The surrogate data method (also called the surrogate method) is a way to investigate the characteristics (features and nature) of data statistically. There are characteristics in data we cannot tell just by looking at the behaviours and appearances. For example, when the behaviour shows irregular fluctuations we cannot know whether the fluctuations are random or not. We can investigate underlying characteristics of the data statistically by the surrogate data method. To apply the method we specify a characteristic we want to investigate as a hypothesis and generate many data sets according to the hypothesis. We refer to the data as surrogate data. We then see if there is any difference between the analysis target data and the surrogate data sets. If there is no significant difference between them, we consider that the target data contains the specified characteristic. If there is sufficient difference, we consider that the data does not contain the characteristic. We can make a hypothesis freely. In this way we can investigate characteristics of phenomena.
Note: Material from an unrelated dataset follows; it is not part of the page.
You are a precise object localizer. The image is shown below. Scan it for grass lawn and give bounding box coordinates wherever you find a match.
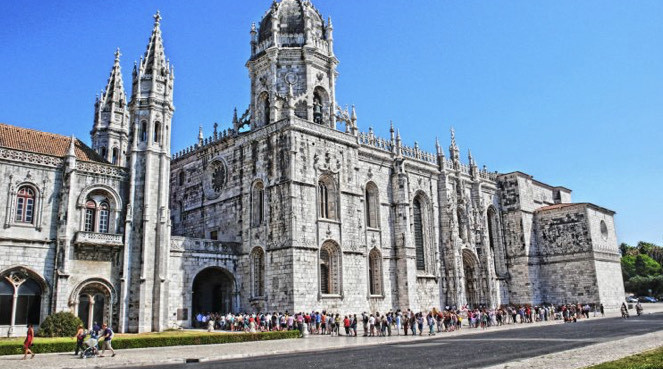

Basic idea of the surrogate data method and an example of the applications
The time series data we want to examine shows irregular fluctuations. One of the reasons of the appearance of irregular fluctuations is nonlinearity. Hence, we investigate whether there is nonlinearity in irregular fluctuations of the time series. The hypothesis we set is that the data is linear. There is a method which can eliminate (or destroy) nonlinearity in data. We generate many data sets using the method, where there is no nonlinearity in the data sets. We refer to the data as surrogate data. If there is no nonlinearity in the original data, the surrogate data sets which do not have nonlinearity have the same characteristic as the original data. Hence, there should not be large difference between these statistics. On the other hand, if there is nonlinearity in the original data, the surrogate data sets which do not have nonlinearity have different characteristic from the original data. Hence, there should be large difference between these statistics.